Laut Klappentext ist N.L. Taklha heute die Leiterin der Songtsen Library in Dehra Dun, wo die Quellen der Kultur aus dem Himalaya-Raum gesammelt und der Fachwelt zugänglich gemacht werden. (D.L.)

Marie-Madeleine Peyronnet:
Alexandra David-Neel: Mein Leben mit der Königin des Himalaya

Verlag Nymphenburger, München 2003
226 Seiten mit Abb., 20,50 ISBN 3-485-00987-3

LeserInnen der Bücher von Alexandra David-Neel werden sie als unbeirrbare, stets neugierige Forscherin kennen gelernt haben. Dieses Buch gewährt uns nun Einblick in die privaten Facetten dieser kraftvollen Persönlichkeit.

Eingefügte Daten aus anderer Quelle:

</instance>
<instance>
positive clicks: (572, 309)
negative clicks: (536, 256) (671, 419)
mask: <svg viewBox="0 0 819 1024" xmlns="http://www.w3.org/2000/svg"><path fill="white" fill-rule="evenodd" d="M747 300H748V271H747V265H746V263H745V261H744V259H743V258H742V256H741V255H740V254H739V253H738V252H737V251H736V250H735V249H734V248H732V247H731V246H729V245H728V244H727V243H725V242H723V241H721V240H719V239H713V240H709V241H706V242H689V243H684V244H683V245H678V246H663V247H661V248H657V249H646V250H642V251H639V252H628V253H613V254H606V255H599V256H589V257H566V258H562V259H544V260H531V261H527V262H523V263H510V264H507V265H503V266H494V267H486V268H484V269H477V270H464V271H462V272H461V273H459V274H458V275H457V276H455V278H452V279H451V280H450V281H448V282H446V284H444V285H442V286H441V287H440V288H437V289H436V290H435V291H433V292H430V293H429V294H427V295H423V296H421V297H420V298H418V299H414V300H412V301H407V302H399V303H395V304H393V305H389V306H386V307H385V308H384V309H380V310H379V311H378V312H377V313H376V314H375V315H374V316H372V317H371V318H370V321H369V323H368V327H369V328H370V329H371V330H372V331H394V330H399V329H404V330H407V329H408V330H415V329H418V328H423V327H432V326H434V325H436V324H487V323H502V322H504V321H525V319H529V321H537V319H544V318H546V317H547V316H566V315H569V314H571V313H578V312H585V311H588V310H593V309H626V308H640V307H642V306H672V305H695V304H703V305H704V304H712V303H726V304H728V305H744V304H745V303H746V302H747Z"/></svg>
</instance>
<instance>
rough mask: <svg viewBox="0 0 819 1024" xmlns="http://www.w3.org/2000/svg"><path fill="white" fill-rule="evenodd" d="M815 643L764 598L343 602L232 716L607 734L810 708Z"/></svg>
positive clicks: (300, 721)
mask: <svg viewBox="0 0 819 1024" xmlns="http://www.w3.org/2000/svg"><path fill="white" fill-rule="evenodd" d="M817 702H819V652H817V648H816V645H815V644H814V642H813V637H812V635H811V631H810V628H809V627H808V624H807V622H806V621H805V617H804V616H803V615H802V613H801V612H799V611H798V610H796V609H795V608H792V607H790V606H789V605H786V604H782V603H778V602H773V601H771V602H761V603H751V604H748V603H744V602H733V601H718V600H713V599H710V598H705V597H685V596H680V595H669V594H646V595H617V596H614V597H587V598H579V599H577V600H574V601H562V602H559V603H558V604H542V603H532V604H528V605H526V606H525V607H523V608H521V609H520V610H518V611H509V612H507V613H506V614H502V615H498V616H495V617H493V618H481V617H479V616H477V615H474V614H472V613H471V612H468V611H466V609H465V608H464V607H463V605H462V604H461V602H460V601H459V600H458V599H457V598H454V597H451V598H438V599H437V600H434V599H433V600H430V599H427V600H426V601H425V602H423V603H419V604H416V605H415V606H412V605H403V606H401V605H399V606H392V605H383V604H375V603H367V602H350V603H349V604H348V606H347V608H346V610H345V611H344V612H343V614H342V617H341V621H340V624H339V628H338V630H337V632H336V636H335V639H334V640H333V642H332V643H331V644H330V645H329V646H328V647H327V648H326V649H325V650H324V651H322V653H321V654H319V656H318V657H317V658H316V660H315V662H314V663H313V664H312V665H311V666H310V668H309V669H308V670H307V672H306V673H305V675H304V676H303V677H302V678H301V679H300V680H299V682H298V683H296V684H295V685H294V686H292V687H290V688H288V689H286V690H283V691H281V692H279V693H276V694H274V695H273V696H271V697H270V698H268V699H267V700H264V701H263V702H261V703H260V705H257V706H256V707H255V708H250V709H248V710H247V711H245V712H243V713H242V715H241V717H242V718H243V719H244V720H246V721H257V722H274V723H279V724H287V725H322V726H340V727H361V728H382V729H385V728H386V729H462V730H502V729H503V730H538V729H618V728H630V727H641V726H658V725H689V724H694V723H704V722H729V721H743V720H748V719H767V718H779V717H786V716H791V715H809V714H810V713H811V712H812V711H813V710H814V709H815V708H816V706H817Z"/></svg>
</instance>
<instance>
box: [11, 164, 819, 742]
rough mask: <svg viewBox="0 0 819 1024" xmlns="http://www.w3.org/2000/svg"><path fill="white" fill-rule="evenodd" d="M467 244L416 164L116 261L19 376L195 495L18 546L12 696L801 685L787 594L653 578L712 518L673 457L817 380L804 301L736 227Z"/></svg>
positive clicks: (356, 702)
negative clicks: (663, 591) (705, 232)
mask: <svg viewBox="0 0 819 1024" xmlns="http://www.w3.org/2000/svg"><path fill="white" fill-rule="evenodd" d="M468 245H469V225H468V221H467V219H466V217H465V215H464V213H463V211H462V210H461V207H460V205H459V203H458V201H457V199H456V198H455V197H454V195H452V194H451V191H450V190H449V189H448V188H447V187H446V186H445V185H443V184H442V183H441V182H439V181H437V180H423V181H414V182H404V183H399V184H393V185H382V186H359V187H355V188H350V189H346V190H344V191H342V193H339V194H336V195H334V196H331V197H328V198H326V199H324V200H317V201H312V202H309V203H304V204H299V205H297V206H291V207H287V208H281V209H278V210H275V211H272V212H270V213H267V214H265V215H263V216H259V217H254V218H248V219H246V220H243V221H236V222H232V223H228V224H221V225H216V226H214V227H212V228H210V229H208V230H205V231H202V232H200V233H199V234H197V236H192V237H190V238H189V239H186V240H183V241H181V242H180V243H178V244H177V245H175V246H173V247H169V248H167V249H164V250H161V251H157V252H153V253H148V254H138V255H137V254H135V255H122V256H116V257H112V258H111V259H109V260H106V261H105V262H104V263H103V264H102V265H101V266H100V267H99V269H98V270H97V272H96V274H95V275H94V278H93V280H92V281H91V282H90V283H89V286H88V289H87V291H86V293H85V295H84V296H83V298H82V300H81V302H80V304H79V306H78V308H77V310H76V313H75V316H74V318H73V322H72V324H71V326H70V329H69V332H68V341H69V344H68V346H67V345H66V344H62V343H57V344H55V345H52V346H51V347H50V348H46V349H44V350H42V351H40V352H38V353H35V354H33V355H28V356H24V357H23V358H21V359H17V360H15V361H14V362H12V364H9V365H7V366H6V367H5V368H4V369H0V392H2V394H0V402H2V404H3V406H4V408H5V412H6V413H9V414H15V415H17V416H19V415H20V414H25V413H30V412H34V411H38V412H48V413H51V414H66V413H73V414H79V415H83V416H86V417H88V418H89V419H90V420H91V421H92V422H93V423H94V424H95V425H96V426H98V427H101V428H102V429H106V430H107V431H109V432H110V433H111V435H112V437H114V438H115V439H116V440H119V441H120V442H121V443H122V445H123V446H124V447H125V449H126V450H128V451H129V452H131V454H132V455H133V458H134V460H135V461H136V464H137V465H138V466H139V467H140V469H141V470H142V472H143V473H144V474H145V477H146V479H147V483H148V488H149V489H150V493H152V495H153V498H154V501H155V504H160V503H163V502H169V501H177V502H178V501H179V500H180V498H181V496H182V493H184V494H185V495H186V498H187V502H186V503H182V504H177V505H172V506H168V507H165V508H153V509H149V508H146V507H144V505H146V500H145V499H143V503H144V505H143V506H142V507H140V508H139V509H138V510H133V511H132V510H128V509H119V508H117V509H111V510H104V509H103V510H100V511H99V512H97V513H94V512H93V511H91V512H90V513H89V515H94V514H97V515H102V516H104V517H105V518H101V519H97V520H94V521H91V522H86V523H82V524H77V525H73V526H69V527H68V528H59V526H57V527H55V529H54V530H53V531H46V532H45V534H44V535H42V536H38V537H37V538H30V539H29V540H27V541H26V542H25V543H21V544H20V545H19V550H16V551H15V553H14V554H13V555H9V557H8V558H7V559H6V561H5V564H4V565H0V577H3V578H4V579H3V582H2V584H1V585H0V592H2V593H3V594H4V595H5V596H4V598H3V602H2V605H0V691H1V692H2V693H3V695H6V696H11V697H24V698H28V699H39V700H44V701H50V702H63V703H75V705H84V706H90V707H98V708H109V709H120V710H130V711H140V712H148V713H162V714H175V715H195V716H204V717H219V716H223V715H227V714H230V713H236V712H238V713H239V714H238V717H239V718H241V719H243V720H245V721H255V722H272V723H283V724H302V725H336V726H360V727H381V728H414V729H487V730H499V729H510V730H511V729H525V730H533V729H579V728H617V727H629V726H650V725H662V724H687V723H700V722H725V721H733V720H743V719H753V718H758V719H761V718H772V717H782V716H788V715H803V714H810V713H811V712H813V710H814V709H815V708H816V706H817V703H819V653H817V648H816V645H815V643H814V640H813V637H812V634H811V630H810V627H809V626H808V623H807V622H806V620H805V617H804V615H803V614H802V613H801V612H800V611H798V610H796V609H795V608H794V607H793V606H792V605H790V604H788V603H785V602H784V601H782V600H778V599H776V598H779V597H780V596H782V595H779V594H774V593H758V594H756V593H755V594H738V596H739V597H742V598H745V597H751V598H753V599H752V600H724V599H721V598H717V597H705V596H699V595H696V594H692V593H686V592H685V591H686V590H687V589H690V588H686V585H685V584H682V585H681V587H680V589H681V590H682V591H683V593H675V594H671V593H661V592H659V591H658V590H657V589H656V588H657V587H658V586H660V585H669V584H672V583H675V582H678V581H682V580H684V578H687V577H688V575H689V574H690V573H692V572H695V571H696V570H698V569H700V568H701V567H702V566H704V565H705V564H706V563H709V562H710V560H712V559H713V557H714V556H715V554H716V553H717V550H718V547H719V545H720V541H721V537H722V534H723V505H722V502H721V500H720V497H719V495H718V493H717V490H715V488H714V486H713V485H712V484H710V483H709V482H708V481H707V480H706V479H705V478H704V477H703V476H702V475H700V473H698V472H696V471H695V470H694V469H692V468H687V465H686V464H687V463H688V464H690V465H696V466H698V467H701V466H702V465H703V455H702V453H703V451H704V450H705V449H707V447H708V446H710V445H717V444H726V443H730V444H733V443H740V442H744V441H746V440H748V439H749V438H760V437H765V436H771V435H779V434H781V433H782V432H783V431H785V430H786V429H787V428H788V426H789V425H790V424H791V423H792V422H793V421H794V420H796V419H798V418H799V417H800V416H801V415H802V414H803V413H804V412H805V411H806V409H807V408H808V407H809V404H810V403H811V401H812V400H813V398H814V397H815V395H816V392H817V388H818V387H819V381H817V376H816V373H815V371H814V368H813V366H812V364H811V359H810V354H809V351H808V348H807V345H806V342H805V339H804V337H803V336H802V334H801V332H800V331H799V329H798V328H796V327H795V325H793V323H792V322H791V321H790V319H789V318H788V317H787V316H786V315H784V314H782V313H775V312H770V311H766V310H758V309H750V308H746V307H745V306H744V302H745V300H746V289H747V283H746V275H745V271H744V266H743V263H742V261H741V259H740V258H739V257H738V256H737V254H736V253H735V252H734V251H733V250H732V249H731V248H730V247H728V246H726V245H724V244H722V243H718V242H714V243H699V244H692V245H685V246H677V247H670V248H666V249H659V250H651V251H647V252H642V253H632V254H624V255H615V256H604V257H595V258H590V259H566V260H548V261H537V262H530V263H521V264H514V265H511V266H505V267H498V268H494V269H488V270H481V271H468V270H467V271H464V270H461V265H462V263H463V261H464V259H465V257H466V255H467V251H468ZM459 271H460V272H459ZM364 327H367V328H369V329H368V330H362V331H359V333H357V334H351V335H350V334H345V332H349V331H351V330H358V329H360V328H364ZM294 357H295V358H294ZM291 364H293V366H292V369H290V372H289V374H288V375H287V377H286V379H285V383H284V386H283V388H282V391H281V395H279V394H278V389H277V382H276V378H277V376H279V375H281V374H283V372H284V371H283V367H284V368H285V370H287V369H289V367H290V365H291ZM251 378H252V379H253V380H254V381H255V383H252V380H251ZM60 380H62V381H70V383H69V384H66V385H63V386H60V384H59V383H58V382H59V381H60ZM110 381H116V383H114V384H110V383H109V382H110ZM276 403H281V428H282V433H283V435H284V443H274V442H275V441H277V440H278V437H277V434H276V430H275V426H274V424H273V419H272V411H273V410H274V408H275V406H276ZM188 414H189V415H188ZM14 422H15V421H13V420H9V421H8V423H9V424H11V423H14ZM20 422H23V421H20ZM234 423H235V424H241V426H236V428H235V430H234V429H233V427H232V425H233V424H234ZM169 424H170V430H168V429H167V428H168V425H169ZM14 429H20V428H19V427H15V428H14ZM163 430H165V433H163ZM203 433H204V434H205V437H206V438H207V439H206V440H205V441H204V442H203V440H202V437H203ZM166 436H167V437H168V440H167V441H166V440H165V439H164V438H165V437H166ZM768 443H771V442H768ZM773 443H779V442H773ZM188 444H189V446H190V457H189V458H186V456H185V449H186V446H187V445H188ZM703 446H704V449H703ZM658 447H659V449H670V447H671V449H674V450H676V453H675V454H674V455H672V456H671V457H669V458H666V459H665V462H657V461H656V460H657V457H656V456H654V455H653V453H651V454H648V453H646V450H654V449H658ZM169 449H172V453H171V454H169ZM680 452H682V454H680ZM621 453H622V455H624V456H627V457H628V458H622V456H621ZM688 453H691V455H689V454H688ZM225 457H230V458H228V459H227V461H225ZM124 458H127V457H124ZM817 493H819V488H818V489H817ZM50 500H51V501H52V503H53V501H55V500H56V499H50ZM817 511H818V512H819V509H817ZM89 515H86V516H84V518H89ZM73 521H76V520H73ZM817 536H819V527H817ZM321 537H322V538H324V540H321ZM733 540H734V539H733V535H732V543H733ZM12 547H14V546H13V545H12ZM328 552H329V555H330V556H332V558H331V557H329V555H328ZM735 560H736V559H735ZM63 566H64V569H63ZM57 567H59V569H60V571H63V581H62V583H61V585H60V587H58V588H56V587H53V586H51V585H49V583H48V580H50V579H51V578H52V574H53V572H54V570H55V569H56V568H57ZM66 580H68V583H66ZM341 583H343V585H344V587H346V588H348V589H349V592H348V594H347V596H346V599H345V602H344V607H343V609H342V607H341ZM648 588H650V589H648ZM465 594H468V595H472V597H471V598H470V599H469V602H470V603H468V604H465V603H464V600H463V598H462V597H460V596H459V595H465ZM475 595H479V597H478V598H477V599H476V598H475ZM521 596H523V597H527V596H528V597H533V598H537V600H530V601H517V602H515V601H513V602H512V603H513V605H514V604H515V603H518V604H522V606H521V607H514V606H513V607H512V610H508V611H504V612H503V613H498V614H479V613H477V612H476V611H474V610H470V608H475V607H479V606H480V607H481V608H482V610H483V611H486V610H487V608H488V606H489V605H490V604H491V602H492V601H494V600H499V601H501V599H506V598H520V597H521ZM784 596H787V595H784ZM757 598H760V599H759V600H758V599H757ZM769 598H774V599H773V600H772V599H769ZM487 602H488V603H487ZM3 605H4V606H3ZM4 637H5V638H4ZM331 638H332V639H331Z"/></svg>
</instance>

Mit 29 Jahren trat M.-M.-Peyronnet in den Dienst der damals 91-Jährigen A. David-Neel. Das war 1959. Nach den großen Reisen galt es, die umfangreichen Notizen im Wohnsitz "Samten Dzong" zu sichten und auszuwerten. Doch die Autorin sah sich schon nach wenigen Tagen als Gesellschafterin, Sekretärin, Masseurin, wissenschaftliche Hilfskraft und Blitzableiter der Wutausbrüche von Madame, und das fast rund um die Uhr, zehn Jahre lang. Mit viel Ironie beschreibt M.-M. Peyronnet die Launen und auch die ausufernden Pläne ihrer "Herrin": "...wenn wir (dann) schon in Moskau sind, ist es ja auch nach New York nicht weit. Wir brauchen nur die Behringstraße zu überqueren. Und...einen kleinen Abstecher nach Wladiwostok machen...". Dazu sollte es nicht mehr kommen. Immerhin, A. David-Neel schrieb in den letzten Jahren ihres Lebens drei Bücher und entwarf vier weitere, empfing Gäste und warf sie auch wieder hinaus. Vor allem versuchte sie, dem körperlichen Verfall durch unermüdliches Lernen zu trotzen. - Bei aller Mühsal, allen Allüren, mit denen Madame die Autorin konfrontierte, denunziert sie niemals, sondern versucht zu verstehen. Auf diese Art wurde aus dem anstrengenden Dienstverhältnis eine wundervolle Freundschaft.

Die Episoden dieses Buchs vermitteln mit humorvollem Unterton den Aufeinanderprall zweier grundverschiedener Menschen, dazu zahlreiche Lebensweisheiten, unprätentiös in kleine Portionen verpackt. Die deutsche Ausgabe wurde von der Autorin durch ein Kapitel ergänzt, in dem sie die abenteuerliche Reise der sterblichen Überreste von Alexandra David-Neel schildert.